Majority of ER Doctors Admit Ordering Tests Defensively

97 percent said they had patients undergo procedures that weren't medically needed

TUESDAY, March 24, 2015 (HealthDay News) -- Nearly all emergency department doctors recently surveyed said they order magnetic resonance imaging or computed tomography scans their patients may not need, mainly because they fear malpractice lawsuits. These findings were published online March 23 in Academic Emergency Medicine.

Of 435 emergency department physicians who completed the survey, 97 percent admitted to ordering some advanced imaging scans that weren't medically necessary, the findings showed. Such scans contribute to the estimated $210 billion wasted annually on unnecessary tests, procedures, and treatments, the researchers contended.

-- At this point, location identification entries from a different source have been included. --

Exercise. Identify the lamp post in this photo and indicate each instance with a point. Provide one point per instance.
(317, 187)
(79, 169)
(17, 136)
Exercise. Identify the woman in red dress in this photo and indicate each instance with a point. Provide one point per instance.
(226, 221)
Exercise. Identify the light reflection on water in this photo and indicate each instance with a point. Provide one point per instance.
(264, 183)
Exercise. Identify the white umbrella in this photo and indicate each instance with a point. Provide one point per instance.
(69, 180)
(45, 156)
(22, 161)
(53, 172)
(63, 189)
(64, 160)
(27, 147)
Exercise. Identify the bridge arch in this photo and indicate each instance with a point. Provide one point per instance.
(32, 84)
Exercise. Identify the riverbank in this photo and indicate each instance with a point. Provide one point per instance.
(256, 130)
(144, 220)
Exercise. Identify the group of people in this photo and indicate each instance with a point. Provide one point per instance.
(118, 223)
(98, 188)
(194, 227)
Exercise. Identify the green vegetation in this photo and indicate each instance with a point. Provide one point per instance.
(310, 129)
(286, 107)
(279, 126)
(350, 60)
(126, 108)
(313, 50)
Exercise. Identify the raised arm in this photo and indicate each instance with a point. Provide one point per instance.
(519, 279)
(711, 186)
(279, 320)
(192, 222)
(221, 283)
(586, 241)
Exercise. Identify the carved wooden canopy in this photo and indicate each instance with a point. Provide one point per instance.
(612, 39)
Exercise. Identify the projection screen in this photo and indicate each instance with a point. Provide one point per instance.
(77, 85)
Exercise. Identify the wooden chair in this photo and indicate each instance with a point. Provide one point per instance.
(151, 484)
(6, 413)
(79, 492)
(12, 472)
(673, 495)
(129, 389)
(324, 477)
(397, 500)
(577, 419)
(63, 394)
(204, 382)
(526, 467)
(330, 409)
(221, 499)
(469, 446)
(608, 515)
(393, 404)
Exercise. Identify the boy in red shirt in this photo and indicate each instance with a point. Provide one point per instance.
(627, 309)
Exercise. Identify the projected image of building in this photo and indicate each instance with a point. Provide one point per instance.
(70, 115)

Physicians said they ordered too many imaging tests because they are worried about missing an unlikely -- but possible -- illness, and fear being sued if they don't cover all their bases, the results of the survey revealed. The emergency department physicians surveyed also suspect they aren't the only staff doing this. More than 85 percent believe too many diagnostic tests are ordered in their own emergency departments, by themselves and others.

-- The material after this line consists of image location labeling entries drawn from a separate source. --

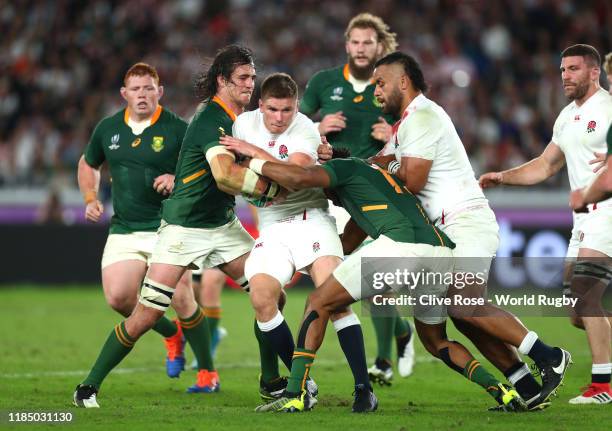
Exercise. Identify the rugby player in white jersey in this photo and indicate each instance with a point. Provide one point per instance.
(579, 132)
(427, 154)
(297, 234)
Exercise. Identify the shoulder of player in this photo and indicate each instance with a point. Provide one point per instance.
(212, 114)
(301, 122)
(168, 116)
(246, 118)
(326, 75)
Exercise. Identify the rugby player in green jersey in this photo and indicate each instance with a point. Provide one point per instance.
(382, 208)
(198, 222)
(140, 144)
(352, 118)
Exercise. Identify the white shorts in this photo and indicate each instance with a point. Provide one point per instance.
(128, 246)
(475, 233)
(423, 257)
(286, 247)
(340, 215)
(199, 247)
(592, 230)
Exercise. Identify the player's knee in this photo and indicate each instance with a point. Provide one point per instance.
(121, 303)
(576, 321)
(143, 320)
(282, 300)
(264, 300)
(155, 295)
(183, 304)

"We don't like uncertainty, and so we're driven by this culture that says if there's any doubt, we should do the test, and we don't acknowledge the potential harms of this approach," lead author Hemal Kanzaria, M.D., an emergency physician at the University of California in Los Angeles, told HealthDay. "I would encourage patients to ask their physicians what the chance of them having the disease that's getting worked up is," Kanzaria said. "Ask if the tests are needed. I would also encourage patients to think about both the potential benefits and the potential harms."